Pseudomonas spp.

Background:  All species and strains of Pseudomonas are Gram-negative rods, and have historically been classified as strict aerobes.  A significant number can produce exopolysaccharides that are known as biofilms.  Secretion of exopolysaccharide makes it difficult for Pseudomonads to be phagocytosed by mammalian white blood cells.  Exopolysaccharide production also contributes to surface-colonizing biofilms which are difficult to remove from food preparation surfaces.

Growth of Pseudomonads on spoiling foods can generate a “fruity” odor.  Pseudomonads have the ability to metabolize a variety of diverse nutrients.  Combined with the ability to form biofilms, they are thus able to survive in a variety of unexpected places.  A simple carbon source, such as soap residue or cap liner-adhesives is a suitable place for the Pseudomonads to thrive.  Other unlikely places where they have been found include antiseptics such as quaternary ammonium compounds and bottled mineral water.

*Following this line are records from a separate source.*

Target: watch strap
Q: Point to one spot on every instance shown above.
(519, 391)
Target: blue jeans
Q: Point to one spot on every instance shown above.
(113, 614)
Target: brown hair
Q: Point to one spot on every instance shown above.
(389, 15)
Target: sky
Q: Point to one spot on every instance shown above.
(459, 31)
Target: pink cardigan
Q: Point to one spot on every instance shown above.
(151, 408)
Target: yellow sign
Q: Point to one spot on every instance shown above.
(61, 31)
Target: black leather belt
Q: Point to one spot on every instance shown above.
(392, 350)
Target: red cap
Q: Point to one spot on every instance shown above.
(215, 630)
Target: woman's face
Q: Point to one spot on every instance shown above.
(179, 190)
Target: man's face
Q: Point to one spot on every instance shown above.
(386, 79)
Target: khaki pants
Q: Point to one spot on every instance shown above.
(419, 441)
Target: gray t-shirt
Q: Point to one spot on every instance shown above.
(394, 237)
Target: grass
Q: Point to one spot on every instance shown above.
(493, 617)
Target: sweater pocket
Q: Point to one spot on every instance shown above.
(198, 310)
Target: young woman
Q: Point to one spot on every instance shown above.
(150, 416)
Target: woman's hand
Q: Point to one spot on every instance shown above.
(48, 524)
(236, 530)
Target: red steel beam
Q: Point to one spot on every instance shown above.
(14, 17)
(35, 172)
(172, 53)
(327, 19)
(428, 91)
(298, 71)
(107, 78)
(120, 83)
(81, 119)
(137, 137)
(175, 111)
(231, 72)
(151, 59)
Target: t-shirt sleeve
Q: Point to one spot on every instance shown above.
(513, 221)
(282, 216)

As a result of their metabolic diversity, ability to grow at low temperatures and ubiquitous nature, many Pseudomonads can cause food spoilage.  Pseudomonads have been found to contribute to muscle proteolysis.  Proteolytic activity can lead to penetration of Pseudomonads into meat, gaining an ecological advantage through penetration because they then have access to a new niche with available nutrient resources for exploitation, which would not be accessible or available to nonproteolytic or less proteolytic bacteria.  Pseudomonads are inhibited in reduced-oxygen environments, such as vacuum packed foods.



Turn Around Time

Sample Required

Type of Test

Detection Limit

Related Resource 


Pseudomonas Isolation Agar

2-3 Business Days

10 to 100 g

Quantitative Plate Count Analysis

<10 CFU/g; <1 CFU/mL; <0.1 CFU/cm2

Pseudomonas as a Spoilage Organism

Analysis Description:  Pseudomonas Isolation Agar is designed to enhance pyocyanin production, thereby improving the differentiation of pseudomonads.  The modified formula contains a low phosphorous content, glycerol, magnesium chloride and potassium sulfate, all of which promote pyocyanin production.  Pyocyanin production is unique to Pseudomonas aeruginosa and is noted as a blue-green water soluble pigment that imparts a greenish color into the media.  Pseudomonas Isolation Agar also includes glycerol as an energy source, while peptone provides nutrients necessary for bacterial growth.  Irgasan® is incorporated into the medium to inhibit the growth of many gram-positive and gram-negative microorganisms other than Pseudomonas spp.

The sample is diluted with a buffer, blended, and an extracted amount is plated on the Pseudomonas Isolation Agar, many times in a serial dilution format.  Inoculated agar plates are incubated at 35°C for 18 to 48 hours, upon no growth at 24 hours, the agar plates are incubated at 25°C for 24 hours.